Archive for August, 2010


I’m gonna go restore some honor, be back in a minute…

August 30, 2010

This one says it all... (Credit due to the Washington Post)

Whenever people come into town for rallies they tend to stay at the hotels near my office, which gives me a great view of them as they walk by.  It’s lead to a little game called, ‘spot the nut.’  It’s not very hard, even from the 4th floor.  Here’s my cheat sheet of how to tell a rally nut from a normal nut:

1.  Tube socks, sparkling white and up to the knees

2.  Jean shorts, tight and well above the knees

3.  Pastel colored t-shirts

4.  An excessive amount of Americana emblazoned on their clothing.  Ex. the woman whose shirt was a full montage  of the Rocky Mountains, an American flag and a giant bald eagle, with a matching purse and shorts to top it all off.  Think the intro to the ‘Colbert Report’ but without the satire.

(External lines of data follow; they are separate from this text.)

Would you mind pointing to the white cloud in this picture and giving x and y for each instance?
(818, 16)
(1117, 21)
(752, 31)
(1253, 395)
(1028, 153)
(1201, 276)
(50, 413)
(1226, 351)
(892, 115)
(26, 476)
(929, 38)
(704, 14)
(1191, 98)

5.  Khaki shorts, off-color and heavily pleated and still well above the knees

6.  White sneakers.  Freshly polished.

And the kicker…

7.  A complete and utter inability to operate the metro fare card system coupled with an inability to discern the subtle meaning behind the metro announcement, ‘you’ll notice that most people stand on the right side of the escalator.’  Hey, Ralliers!  Get to the right where you belong!



August 23, 2010

They really should sell these at Victoria's Secret

This weekend I bought Chris a Men’s McNabb Jersey as an early birthday present.  She’s always been a McNabb fan (not an Eagles fan, calm down Dave!)  since he played at Syracuse and now that she’s a full-blooded Redskins fan (take that in-laws!) this was the perfect alignment of the moon and stars.  So off we went to the store to pick up a McNabb jersey. (side note:  The vast majority of women’s jersey were #47.  Big shock.)  It was awesome.  I swear, you can spend all the money in the world on sexy lingerie, but there truly is nothing quite as alluring as a hot woman wearing a MENS jersey.  I keep emphasizing the ‘mens’ part because it’s a great test of how dedicated a woman is to a sport.  Women’s jerseys are tailored and form-fitting to show off a woman’s body, and while they do that admirably, one can’t escape the part of your brain that is saying, “She’s just wearing that to get attention, she doesn’t really care about the game.”  On the other hand, a woman wearing a men’s jersey says, “She cares more about the game than about showing off for the crowd,” which ends up making her sexier than if she were wearing a woman’s jersey.  I’ll spare you the details, but let’s just say there were a lot of holding penalties being called once we got home.  No?  That doesn’t work for you?  OK, how about, ‘there was a lot of pass interference!’  Hmmm…that doesn’t seem to work either.  Offsides?  No.  False start?  Definitely not.  Roughing the passer?  Maybe.  Lined up in the neutral zone?  OK, that one’s just weird.  I’ll leave it at this:  We can no longer host Redskins parties because there’s no way I’ll be able to make it through half time without taking a time out!  OK, I’m really going to have to work on these before pre-season ends…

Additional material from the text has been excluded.